There are foods that I advise people eat on a regular basis because they are inherently good for human physiology.  These foods pack a big bang for their buck in terms of nutrition.  They are “nutrient dense” as we say.  Below I have compiled a list of my top 5 food recommendations that I think everyone should consume regularly.   Enjoy!

1. Eggs

Ahhh, the persecuted egg.  For many physicians the egg is the enemy.  You will hear, “You can’t eat eggs, they’re too high in cholesterol!” True, eggs contain cholesterol but cholesterol is not your enemy.  Modern medicine, taking its cues from the pharmaceutical industry, would have you believe that cholesterol is the cause of heart disease.  I am here to tell you that it is not.  Inflammation is the cause of heart disease.  Your body uses this cholesterol in an attempt to quell the inflammation.  This inflammation is caused by eating a diet high in refined carbohydrates, not high cholesterol.  Not a single large scale study has shown that by reducing cholesterol you reduce mortality rates.  None.

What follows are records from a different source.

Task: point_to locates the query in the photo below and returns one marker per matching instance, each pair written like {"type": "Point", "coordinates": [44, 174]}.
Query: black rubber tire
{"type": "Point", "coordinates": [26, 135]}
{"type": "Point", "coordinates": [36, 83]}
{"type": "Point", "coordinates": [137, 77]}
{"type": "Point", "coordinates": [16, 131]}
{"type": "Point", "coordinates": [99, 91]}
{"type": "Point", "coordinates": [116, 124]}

So the egg is actually a very healthy food.  It provides a great protein punch, has great vitamins like B12 and vitamin D and best of all it is easy to prepare.  So enjoy your eggs, they are a great option for breakfast or hard boiled as a snack.

2. Avocado

Avocado truly is a super food.  It is loaded with vitamins and healthy fats.  These healthy fats are used for many things in the body including cellular repair and energy.  Avocado is also a great way to maintain the health of your skin and your hair because if its great fatty acid profile.  It’s rich in B vitamins, contains vitamins E and K and has much more potassium than a banana.  It’s also loaded with fiber which is important for maintaining a healthy colon.  Like I said, super food.  Eat it raw with some salt and pepper, grind it up to make guacamole, put it in a salad or as a garnish to your hamburger (with no bun of course).  There are a million ways to eat this wonderful food.

3. Coconut

This is another misunderstood food.  Coconuts are sometimes touted as unhealthy because of their fatty acid profile.  There is research that these unfavorable views go all the way back to World War II when all of the tropical oils were seen as bad because they came out of the Pacific and were a major export of Japan.  Today they are gaining popularity but some medical professionals point to the fact that coconuts are high in saturated fat as a negative.  Again, they are correct but it really is only a half truth.  Most of the saturated fat from a coconut is in the form of something called a medium chain triglyceride.  These MCTs have great benefit.  They are used for energy in the body and have been shown to increase weight loss.  Coconuts are also anti-fungal.  If you suspect you have a fungal or yeast overgrowth, coconut consumption might help.  Coconuts are sometimes hard to find, but the oil is a cinch.  Use the oil to cook with and you can gain all the benefits of consuming actual coconut.  Many companies sell the oil and some even remove the flavor if that does not appeal to you.

4. Almonds

While many nuts are good for you, almonds are great.  They contain a good source of carbohydrate and protein and a great source of healthy fat.  They are rich in vitamins such as E and they also have good amounts of magnesium, potassium, zinc, iron and fiber.  They are a great heart healthy snack and even have been shown to aid in weight loss.  Eat them raw, roasted or chopped up on your favorite salad.  They’re great any way you can get them.

5. Cold Water Fish

Fish is another food that has great benefit.  They contain high levels of omega-3 fatty acids.  These fats are potently anti-inflammatory and reduce the risk of a host of diseases including heart disease, cancer, diabetes and Alzheimer’s.  The importance of omega-3s in the diet cannot be overstated.  I like to shoot for 4,000-6,000 mg per day.  To do this you will likely have to supplement with a capsule or oil, but getting it in your diet as well is a must.  There are some things to look for when you buy fish.  Always buy wild fish.  Farmed fish are fed grain to fatten them up quickly and this changes their fatty acid composition negatively.  Consume smaller fish.  The larger fish have a higher potential to have levels of mercury that are unsafe.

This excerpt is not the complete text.